Interestingly, 2 novel mutational signatures were uniquely detected in the dominant clone of >25% of ALL relapsed samples in this study, indicating that they were acquired early during the course of the treatment. Of note, in vitro exposure experiments, using the nontumorigenic epithelial cell line MCF10A, identified thioguanines as the causative agents of one of these signatures, which was responsible for at least a subset of the relapse-specific mutations mentioned above. Although the exact mechanisms by which thiopurines cause this mutational signature remain unknown, these findings have major clinical implications because they indicate that a fraction of ALL relapses could potentially be prevented in the future by adapting frontline ALL treatment strategies.

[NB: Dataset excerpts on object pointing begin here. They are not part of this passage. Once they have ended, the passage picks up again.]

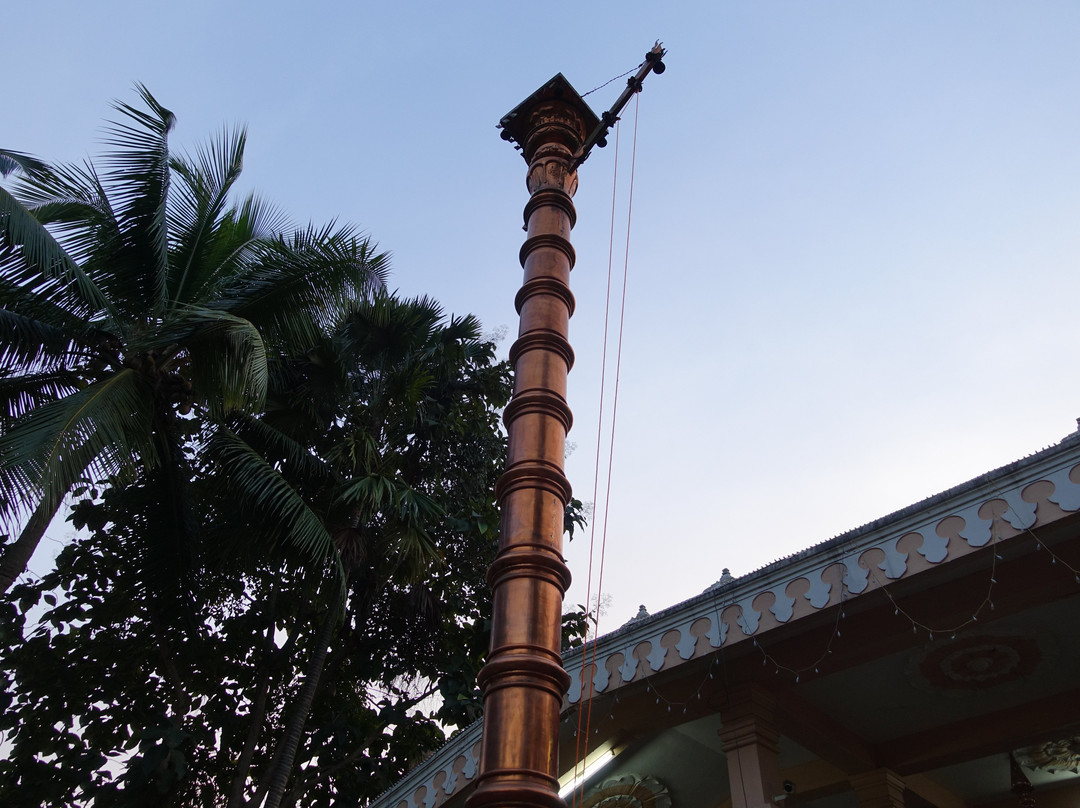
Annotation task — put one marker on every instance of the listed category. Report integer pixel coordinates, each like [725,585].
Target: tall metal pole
[524,681]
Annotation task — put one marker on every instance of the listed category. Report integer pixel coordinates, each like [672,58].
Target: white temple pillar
[750,741]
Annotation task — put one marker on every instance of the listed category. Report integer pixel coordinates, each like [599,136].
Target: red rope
[578,757]
[588,708]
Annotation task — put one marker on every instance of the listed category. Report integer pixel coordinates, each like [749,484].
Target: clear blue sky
[855,243]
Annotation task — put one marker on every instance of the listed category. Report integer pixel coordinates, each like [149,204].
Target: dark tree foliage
[388,431]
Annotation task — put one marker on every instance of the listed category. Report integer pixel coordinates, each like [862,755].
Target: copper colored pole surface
[524,681]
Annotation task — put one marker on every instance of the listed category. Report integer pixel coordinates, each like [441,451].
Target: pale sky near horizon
[853,266]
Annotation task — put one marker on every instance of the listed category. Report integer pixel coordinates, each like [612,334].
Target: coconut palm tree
[139,305]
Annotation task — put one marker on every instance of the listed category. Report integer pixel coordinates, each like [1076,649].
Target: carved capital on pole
[524,681]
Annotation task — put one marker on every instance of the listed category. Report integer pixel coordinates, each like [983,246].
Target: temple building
[928,659]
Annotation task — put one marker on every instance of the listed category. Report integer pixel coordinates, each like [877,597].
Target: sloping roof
[994,508]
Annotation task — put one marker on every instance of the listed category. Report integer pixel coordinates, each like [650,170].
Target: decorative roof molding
[1003,503]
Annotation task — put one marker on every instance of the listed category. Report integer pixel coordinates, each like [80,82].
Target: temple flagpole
[524,681]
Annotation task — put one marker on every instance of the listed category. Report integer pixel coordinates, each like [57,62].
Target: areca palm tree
[134,294]
[385,434]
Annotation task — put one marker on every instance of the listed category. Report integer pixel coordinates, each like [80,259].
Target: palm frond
[293,458]
[31,258]
[28,344]
[298,288]
[239,236]
[198,203]
[19,393]
[18,161]
[137,179]
[228,358]
[104,429]
[267,497]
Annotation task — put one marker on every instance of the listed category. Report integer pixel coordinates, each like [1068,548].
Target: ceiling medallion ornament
[975,663]
[1052,756]
[629,791]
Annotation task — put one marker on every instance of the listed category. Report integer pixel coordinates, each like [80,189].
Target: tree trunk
[17,554]
[294,729]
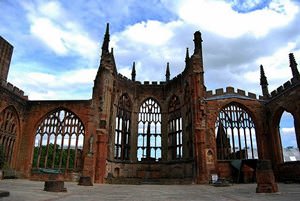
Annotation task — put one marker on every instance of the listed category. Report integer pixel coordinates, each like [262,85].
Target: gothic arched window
[149,131]
[122,131]
[235,134]
[59,142]
[8,132]
[175,129]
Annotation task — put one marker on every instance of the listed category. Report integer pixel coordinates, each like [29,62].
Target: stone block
[251,95]
[54,186]
[85,181]
[280,89]
[241,92]
[265,177]
[229,90]
[219,91]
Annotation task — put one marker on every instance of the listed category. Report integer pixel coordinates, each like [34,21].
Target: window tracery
[175,134]
[122,130]
[149,131]
[235,134]
[59,142]
[8,132]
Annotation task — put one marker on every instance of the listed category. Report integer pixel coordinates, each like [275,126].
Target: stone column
[100,172]
[265,177]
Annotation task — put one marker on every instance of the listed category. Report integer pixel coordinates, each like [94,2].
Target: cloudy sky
[57,44]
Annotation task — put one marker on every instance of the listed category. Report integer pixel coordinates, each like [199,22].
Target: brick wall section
[6,51]
[35,112]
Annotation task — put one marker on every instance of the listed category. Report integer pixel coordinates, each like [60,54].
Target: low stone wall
[289,172]
[149,171]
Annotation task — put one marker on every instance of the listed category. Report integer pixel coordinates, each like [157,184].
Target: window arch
[235,134]
[9,125]
[175,147]
[122,130]
[59,142]
[288,139]
[149,131]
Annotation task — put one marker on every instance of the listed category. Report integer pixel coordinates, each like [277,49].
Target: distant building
[173,131]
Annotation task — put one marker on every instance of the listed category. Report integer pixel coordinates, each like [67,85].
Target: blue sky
[57,43]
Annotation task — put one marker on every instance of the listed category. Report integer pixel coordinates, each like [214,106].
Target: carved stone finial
[264,82]
[187,55]
[293,66]
[197,42]
[133,73]
[106,40]
[168,72]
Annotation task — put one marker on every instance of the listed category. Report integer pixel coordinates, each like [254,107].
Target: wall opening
[290,150]
[59,142]
[235,134]
[149,131]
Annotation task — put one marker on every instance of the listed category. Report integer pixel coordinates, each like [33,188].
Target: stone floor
[33,191]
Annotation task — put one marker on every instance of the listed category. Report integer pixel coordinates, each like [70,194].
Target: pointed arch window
[175,148]
[59,142]
[122,130]
[149,131]
[8,132]
[289,147]
[235,134]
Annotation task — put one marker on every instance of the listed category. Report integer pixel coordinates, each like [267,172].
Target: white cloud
[50,24]
[219,17]
[43,86]
[288,131]
[234,44]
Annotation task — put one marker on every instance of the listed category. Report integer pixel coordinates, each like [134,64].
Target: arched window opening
[175,143]
[290,150]
[235,134]
[149,131]
[122,130]
[8,133]
[59,142]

Altogether, the relapse-specific mutations as well as the mutational signatures reported in this study provide a causative explanation for a subset of ALL relapses and pave the way toward the identification of biomarkers that could identify therapy resistance early on during therapy or treatment follow-up. In addition, as >50% of relapsed ALL samples harbor at least 1 mutation potentially affecting therapy response, the mutational resistance profile of each refractory ALL patient should be taken into account to personally adapt the treatment schedule at relapse. Finally, in a subset of relapsed ALL samples, the genetic aberrations found in the tumor cells are not the clear culprits of resistance, suggesting that also other, potentially nongenetic factors, could mediate certain aspects of therapy resistance.10 Therefore, both genetic and nongenetic mechanisms of therapy resistance should eventually be taken into account to clinically manage relapsed ALL.
Conflict-of-interest disclosure: The authors declare no competing financial interests.